Conservation easements often reserve to landowners future rights to construct, within the conserved area, structures (like single-family residences) and facilities appurtenant to those structures (like barns, gazebos, fences and roads). Easements generally do not specify the exact location of these future build zones within the conserved areas. Last week, in Pine Mountain Preserve, the Tax Court held that this common practice (reserving the right to build anywhere within a conserved area) will invalidate an otherwise legitimate conservation easement.
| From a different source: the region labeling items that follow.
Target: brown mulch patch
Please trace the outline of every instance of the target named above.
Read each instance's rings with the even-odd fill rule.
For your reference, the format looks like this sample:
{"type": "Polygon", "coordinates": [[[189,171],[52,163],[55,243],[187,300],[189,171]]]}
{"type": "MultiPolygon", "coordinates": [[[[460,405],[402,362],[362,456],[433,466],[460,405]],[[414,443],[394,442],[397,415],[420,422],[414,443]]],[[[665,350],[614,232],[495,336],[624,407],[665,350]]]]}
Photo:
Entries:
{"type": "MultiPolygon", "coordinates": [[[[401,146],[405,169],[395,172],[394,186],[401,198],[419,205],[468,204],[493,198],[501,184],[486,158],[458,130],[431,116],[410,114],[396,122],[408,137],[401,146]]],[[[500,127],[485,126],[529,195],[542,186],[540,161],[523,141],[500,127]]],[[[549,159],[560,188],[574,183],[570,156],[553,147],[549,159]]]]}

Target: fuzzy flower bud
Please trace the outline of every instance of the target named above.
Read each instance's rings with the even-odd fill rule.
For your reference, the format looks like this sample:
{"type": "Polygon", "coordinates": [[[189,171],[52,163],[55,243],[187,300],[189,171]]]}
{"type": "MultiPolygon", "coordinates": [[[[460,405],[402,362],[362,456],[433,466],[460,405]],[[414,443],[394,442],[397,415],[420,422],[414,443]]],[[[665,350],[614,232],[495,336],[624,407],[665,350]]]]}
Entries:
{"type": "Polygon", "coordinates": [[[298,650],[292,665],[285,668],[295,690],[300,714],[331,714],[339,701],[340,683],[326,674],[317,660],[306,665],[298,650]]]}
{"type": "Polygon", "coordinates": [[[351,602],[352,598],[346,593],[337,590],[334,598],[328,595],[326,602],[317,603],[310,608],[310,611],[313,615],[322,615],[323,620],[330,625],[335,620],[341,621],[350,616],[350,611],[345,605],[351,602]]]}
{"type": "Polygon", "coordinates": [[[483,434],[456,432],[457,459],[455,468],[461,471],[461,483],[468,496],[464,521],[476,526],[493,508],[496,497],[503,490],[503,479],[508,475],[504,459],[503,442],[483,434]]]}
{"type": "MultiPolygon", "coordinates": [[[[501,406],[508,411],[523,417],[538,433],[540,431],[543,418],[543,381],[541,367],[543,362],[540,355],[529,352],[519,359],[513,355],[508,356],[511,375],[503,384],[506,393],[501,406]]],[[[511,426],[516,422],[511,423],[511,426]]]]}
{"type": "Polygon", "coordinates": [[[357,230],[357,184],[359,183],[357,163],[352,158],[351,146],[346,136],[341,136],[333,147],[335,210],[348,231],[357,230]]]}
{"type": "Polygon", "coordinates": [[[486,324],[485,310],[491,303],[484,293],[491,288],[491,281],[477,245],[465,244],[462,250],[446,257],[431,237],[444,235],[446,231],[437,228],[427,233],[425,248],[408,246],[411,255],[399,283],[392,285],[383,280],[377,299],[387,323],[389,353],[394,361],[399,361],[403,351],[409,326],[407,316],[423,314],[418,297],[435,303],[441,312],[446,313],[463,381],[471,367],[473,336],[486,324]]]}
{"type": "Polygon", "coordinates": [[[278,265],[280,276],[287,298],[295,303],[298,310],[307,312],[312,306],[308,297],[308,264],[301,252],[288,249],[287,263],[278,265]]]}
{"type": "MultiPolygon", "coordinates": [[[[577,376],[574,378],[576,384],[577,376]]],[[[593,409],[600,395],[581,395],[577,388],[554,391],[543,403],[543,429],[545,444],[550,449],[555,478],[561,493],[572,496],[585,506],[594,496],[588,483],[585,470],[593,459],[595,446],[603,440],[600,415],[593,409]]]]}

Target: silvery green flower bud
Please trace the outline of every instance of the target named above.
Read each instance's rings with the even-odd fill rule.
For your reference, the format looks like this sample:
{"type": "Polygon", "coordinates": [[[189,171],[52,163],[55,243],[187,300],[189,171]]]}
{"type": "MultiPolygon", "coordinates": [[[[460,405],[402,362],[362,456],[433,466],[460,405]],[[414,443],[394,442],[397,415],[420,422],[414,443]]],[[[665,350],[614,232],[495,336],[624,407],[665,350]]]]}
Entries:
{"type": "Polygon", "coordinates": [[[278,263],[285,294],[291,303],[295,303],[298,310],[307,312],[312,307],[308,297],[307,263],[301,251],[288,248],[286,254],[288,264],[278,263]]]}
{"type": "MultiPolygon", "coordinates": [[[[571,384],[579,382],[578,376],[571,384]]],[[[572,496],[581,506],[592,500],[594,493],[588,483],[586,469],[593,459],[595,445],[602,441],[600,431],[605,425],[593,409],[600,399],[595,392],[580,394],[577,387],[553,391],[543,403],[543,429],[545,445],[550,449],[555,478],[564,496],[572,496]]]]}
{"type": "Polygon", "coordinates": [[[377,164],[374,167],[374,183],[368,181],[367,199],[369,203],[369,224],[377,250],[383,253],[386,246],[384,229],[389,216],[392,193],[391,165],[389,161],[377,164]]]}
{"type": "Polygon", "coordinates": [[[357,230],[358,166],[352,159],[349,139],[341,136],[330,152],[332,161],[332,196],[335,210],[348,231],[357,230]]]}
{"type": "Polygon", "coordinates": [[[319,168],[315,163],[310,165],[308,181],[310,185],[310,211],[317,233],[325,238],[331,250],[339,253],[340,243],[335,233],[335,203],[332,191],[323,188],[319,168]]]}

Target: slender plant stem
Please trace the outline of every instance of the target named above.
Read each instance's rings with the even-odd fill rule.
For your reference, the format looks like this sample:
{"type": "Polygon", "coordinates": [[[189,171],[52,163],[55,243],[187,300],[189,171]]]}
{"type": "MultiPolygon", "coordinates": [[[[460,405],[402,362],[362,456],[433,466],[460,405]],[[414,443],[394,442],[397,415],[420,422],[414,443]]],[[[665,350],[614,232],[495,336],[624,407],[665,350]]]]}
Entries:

Writing for the majority, Judge Lauber instructed, “[w]hat matters is whether there is a perpetual use restriction on ‘the real property’ covered by the easement at the time the easement is granted.” The Court determined that where “[building] lots could literally be placed anywhere within [the conserved area],” the statutory “perpetual use restriction did not attach at the outset to a defined parcel of real property or to a single, immutable parcel of land.” The Court reasoned that “[b]y permitting the [building envelopes] to be relocated to other sections of the conservation area, the deed allows the developer to subject to . . . development land that was supposed to be protected in perpetuity from any form of development.”
Put differently, the Court decided that to grant a perpetual use restriction on the “real property” subject to the easement, the precise real property to be protected within the conserved area must be defined at the time the easement is granted. In the Court’s opinion, because a right to build anywhere within a conserved area means that any portion of the area might later be developed, none of the area is in fact protected in perpetuity.
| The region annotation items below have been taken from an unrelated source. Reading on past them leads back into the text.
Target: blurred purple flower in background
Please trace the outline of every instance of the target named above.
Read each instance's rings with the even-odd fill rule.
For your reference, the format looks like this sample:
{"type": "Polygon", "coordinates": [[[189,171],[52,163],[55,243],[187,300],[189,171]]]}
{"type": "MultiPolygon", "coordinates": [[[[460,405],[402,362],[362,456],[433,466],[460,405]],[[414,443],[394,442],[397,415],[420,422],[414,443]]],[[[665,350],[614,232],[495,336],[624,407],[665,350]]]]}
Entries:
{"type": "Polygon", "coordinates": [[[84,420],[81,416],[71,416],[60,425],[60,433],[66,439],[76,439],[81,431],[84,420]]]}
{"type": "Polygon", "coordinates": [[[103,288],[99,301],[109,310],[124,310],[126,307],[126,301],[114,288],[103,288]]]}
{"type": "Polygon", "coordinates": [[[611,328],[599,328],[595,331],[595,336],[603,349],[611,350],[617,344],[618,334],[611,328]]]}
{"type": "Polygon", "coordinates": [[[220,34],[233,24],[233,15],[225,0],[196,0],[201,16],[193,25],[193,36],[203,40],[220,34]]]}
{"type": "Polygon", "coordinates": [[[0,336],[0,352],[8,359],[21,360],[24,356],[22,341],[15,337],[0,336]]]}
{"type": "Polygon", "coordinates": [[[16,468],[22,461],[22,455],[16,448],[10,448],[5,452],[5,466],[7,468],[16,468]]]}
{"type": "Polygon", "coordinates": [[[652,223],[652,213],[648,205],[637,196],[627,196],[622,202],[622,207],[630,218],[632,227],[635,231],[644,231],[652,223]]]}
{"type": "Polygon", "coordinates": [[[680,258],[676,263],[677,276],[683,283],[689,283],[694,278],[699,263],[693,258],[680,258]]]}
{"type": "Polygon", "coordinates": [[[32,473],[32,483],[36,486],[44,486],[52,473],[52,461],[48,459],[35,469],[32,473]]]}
Practitioners, on the other hand, commonly interpret the “real property” clause in section 170(h)(2)(C) to refer only to the conserved area, generally—not particularized portions of property within the conserved area. Their thought is that so long as the same amount of land is preserved within the boundaries of the conserved area, it should not matter which portion of the land within the conserved area is developed.
Without weighing-in on the arguments, it is almost certain that Pine Mountain Preserve will be appealed. In the meantime, Pine Mountain Preserve assuredly will have an important practical effect on future conservation easements. Specifically, when drafting conservation easements, practitioners and taxpayers should work together to specify which portions of a conserved area they wish to designate for future development. This designation should include buildings and other structures, like roads, utility apparatus and fences.